Se a Ceitec está vendendo é que seus produtos, além de qualidade e desempenho, têm preço competitivo. Com vistas ao futuro, a empresa estabeleceu parceria estratégica com a Casa da Moeda do Brasil para desenvolver o chip do passaporte brasileiro.

Apesar disto, é necessário lembrar que Ceitec e SIX não vão resolver o problema da importação de componentes eletrônicos do Brasil. Nenhuma das duas empresas tem escala, ou tecnologia, para resolver esse problema.

Olhemos a escala. Cada bilhão de faturamento anual de uma empresa de semicondutores é gerado por alguns milhares de empregos diretos. O Brasil importa cerca de US$ 5 bilhões de componentes por ano, o que representa dezenas de milhares de empregos para a criação dos quais os investimentos na SIX e Ceitec não são suficientes.

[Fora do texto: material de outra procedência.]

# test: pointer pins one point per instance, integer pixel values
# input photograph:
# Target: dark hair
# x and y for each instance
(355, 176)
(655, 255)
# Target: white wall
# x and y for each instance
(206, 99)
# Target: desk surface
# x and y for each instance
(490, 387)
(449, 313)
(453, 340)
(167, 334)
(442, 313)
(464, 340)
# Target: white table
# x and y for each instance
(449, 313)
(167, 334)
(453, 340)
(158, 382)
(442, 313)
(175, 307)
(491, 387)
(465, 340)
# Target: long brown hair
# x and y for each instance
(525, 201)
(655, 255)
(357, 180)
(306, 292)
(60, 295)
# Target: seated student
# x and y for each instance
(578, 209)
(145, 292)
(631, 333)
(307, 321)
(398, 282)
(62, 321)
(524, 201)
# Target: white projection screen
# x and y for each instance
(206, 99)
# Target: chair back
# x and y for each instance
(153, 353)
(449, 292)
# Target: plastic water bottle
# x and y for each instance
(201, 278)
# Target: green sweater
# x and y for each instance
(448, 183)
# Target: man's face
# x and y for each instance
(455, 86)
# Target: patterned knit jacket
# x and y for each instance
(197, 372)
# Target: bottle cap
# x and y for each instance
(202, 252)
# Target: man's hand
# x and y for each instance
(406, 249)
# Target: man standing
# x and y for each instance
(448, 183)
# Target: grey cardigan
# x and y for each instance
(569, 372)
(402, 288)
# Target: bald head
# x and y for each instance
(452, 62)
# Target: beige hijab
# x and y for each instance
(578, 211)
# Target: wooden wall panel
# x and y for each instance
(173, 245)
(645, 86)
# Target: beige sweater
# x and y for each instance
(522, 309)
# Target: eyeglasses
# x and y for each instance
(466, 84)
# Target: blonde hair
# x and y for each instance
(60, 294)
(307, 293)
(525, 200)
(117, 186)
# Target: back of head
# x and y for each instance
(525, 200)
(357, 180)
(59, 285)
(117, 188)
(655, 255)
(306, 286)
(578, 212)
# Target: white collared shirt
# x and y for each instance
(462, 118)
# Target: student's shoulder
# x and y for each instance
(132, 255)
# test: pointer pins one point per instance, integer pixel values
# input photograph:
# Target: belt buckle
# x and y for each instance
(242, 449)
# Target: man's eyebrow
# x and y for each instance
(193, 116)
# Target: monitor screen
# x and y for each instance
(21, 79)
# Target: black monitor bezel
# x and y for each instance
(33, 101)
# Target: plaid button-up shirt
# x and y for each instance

Na realidade, essas duas empresas têm de ser vistas como os primeiros passos de um bebê. Quem vai julgar a partir desses passos se esse bebê não irá no futuro ganhar medalhas em competições internacionais? É muito cedo para dizer.

Sabemos que o prazo para a instalação de uma nova cadeia produtiva em um país mede-se em décadas, não em meses ou anos. Ainda há muito a fazer. O importante é que os investimentos já feitos pelo Governo Federal na Ceitec estão começando a dar frutos. Façamos votos que o mesmo aconteça com a SIX.

Cylon Gonçalves da Silva é Presidente da Ceitec S.A. O artigo foi originalmente publicado no site Convergência Digital.